The TaskCluster Platform team is in Portland this week, hacking on the taskcluster-worker.
Today, we all sync’d up on the current state of our worker, and what we’re going to hack on this week. We started with the current docs.
The reason why we’re investing so much time in the worker is two fold:
- The worker code previously lived in two code bases – docker-worker and generic-worker. We need to unify these code bases so that multiple engineers can work on it, and to help us maintain feature parity.
- We need to get a worker that supports Windows into production. For now, we’re using the generic-worker, but we’d like to switch over to taskcluster-worker in late Q2 or early Q3. This timeline lines up with when we expect the Windows migration from Buildbot to happen.
One of the things I asked this team to do was come up with some demos of the new worker. The first demo today was to simply output a log and upload it from Greg Arndt.
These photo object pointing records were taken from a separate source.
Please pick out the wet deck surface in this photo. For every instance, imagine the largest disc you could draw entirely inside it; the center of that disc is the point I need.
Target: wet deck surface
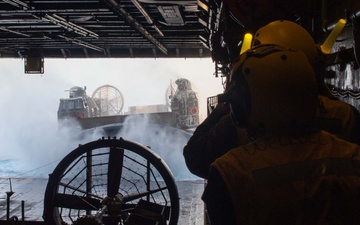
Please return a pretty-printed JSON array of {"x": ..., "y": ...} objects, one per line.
[{"x": 31, "y": 191}]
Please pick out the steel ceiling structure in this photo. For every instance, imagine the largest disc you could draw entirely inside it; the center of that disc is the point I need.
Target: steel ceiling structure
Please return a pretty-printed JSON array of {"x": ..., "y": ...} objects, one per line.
[{"x": 101, "y": 29}]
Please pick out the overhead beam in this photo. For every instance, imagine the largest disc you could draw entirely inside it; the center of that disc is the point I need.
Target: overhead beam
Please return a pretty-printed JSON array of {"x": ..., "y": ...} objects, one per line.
[{"x": 133, "y": 22}]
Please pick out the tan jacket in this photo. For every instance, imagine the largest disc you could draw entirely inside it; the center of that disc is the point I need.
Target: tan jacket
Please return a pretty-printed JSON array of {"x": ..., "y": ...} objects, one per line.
[{"x": 283, "y": 180}]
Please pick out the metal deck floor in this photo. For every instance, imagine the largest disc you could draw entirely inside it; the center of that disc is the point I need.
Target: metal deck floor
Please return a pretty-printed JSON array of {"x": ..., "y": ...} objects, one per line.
[{"x": 31, "y": 191}]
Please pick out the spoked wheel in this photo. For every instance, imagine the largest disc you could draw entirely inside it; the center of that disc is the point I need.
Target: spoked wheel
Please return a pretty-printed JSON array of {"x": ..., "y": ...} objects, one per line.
[{"x": 111, "y": 181}]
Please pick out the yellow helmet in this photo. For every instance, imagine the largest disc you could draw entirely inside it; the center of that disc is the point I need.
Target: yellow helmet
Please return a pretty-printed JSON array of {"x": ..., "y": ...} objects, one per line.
[
  {"x": 272, "y": 88},
  {"x": 289, "y": 35}
]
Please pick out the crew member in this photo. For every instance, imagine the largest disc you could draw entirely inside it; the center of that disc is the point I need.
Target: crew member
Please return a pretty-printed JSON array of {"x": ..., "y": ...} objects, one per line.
[
  {"x": 292, "y": 173},
  {"x": 216, "y": 135}
]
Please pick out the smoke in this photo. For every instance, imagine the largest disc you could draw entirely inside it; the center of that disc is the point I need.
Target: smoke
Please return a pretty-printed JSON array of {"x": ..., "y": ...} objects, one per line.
[
  {"x": 32, "y": 142},
  {"x": 166, "y": 141}
]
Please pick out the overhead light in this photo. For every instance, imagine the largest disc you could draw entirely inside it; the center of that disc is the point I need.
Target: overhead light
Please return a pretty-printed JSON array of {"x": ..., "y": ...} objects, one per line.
[
  {"x": 203, "y": 6},
  {"x": 172, "y": 15},
  {"x": 146, "y": 15},
  {"x": 82, "y": 43},
  {"x": 58, "y": 20},
  {"x": 17, "y": 3},
  {"x": 14, "y": 32}
]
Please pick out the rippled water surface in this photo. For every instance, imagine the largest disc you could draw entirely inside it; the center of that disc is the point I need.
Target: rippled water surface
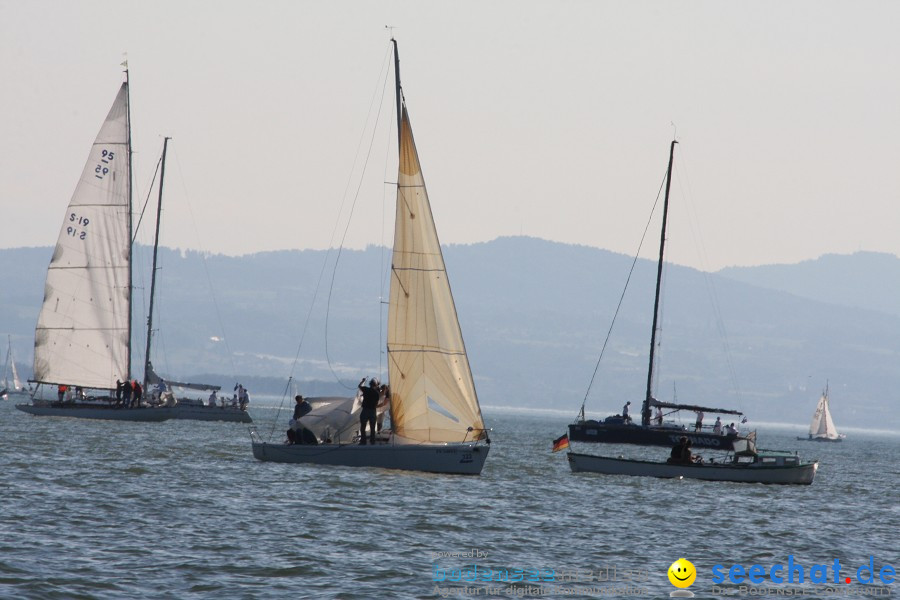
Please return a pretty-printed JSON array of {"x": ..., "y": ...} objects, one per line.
[{"x": 94, "y": 509}]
The rest of the team is getting their Go environments set up to run tests and get hacking on crucial plugins, like our environment variable handling and additional artifact uploading logic we need for our production workers.
We’re also taking the opportunity to sync up with our Windows environment guru. Our goal for Buildbot to TaskCluster migration this quarter is focused on Linux builds and tests. Next quarter, we’ll be finishing Linux and, I hope, landing Windows builds in TaskCluster. To do that, we have a lot of details to sort out with how we’ll build Windows AMIs and deploy them. It’s a very different model because we don’t have the same options with Docker as we have on Linux.